The Budget and What You Need to Know
Posted on 3rd March 2021 at 13:30
Did today’s Budget contain a bit too much information to digest in one go? We’ve rounded up all of the key points below.
The UK economy is forecast to return to pre-Covid levels by the middle of 2022.
Annual growth is set to rebound by 4% this year, followed by a 7.3% growth in 2022.
Unemployment is expected to peak at 6.5% next year, which is much lower than the 11.9% previously predicted.
The new UK Infrastructure Bank, based in Leeds, will be set up with an initial capitalisation of £12bn.
A new set of UK schemes called Help to Grow will include projects to support people in receiving management training, as well as oversee the training of small business in digital skills.
£1.6bn is being invested to support the vaccine roll-out programme.
New freeports will make it easier and cheaper to do business. The eight regions selected to be freeports are the Humber, East Midlands Airport, Felixstowe and Harwich, Liverpool City Region, Plymouth, Solent, Thames, and Teesside.
The basic personal allowance threshold will rise to £12,570 next year.
For higher-rate payers, the threshold will be £50,270.
Both rates will be frozen until 2026.
Corporation tax on company profits will increase to 25% in April 2023 for companies with profits over £250,000.
The new Small Profits Rate means that businesses with profits of £50,000 or less will still only pay 19% corporation tax.
The furlough scheme is being extended until the end of September 2021.
There’s no change to the terms for employees, as they will continue to receive 80% of their salary for hours not worked.
As businesses reopen, they’ll be asked to make a 10% contribution to furlough after July and 20% in August and September.
Business rates holiday
The business rates holiday will be extended through to the end of June.
The reduced VAT rate of 5% will be extended for six months to 30th September, followed by an interim rate of 12.5% for a further six months.
The standard rate will not return until April 2022.
The VAT registration threshold will remain at £85,000 until 2024.
Support for the self-employed
The SEISS grant will continue until September, with the fourth grant covering February to April and an additional fifth grant from May onwards.
Access to SEISS has been improved.
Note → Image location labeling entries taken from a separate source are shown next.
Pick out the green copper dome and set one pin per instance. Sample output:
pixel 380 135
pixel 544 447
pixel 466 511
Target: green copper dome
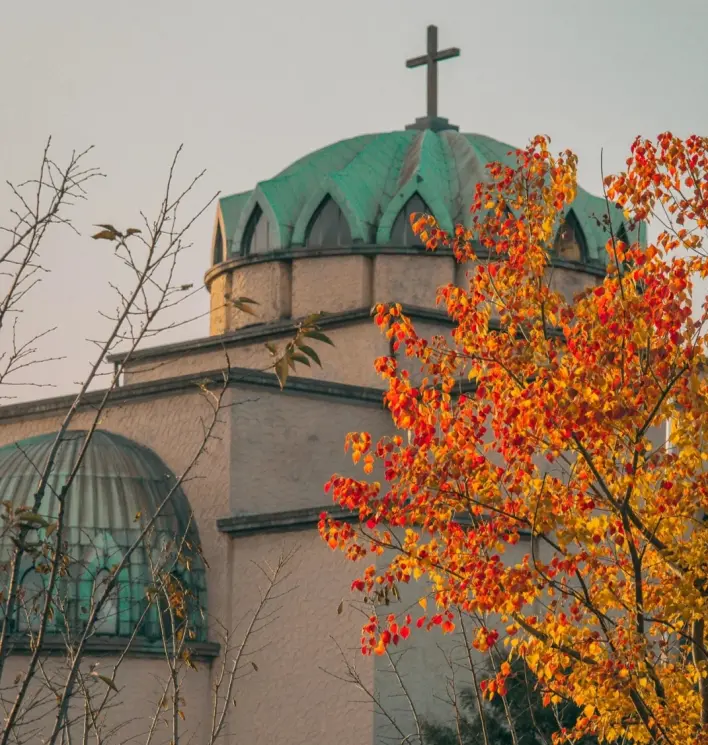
pixel 362 185
pixel 118 488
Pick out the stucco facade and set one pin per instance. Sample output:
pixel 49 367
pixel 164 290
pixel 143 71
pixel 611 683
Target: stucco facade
pixel 257 489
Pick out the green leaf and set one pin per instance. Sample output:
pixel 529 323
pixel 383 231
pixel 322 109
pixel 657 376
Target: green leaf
pixel 319 336
pixel 281 371
pixel 32 518
pixel 312 318
pixel 105 235
pixel 310 352
pixel 106 680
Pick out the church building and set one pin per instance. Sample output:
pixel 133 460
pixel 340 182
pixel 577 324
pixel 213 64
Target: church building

Now that the tax return deadline has passed, providing that a self-employed person has already submitted a self-assessment tax return, they can now apply for the SEISS grant.
Retail, hospitality and leisure
A new Restart Grant will launch in April to help businesses reopen and get going again.
Non-essential retail businesses will receive grants of up to £6,000 per premises.
Hospitality and leisure businesses will get grants of up to £18,000 per premises.
A new £150m fund will allow communities to take ownership of pubs, theatres, shops and sports clubs that are at risk of closure.
The planned increase on alcohol duties has been cancelled.
Sport and Culture
Sporting, cultural and arts organisations will receive £700m to help them reopen.
The government promises to back the joint UK and Ireland bid to host the 2030 World Cup.
The planned increase on fuel duty has also been cancelled.
The existing £20 a week uplift to Universal Credit will continue for another six months until September 2021.
National Living Wage
The National Living Wage will rise to £8.91 from April 2021.
The incentive given to businesses for taking on new apprentices has doubled to £3,000. This applies to all new apprentice hires of any age, not just those aged 25 and over.
The stamp duty holiday for house buyers has been extended by an additional three months, running until the end of June 2021. Purchases up to £500,000 will continue to be free from tax.
Homes bought up to a value of £250,000 will be free from tax until the end of September 2021.
First-time buyers can access a government guarantee on mortgages, seeing a return of 5% deposits.
A further £19m will be invested into the Domestic Violence Programme to reduce the risk of reoffending and providing support for vulnerable women.
An additional £10m will be made available to veterans with mental health needs.
There will be a lifetime commitment to victims of the thalidomide scandal, starting with a £40m down payment.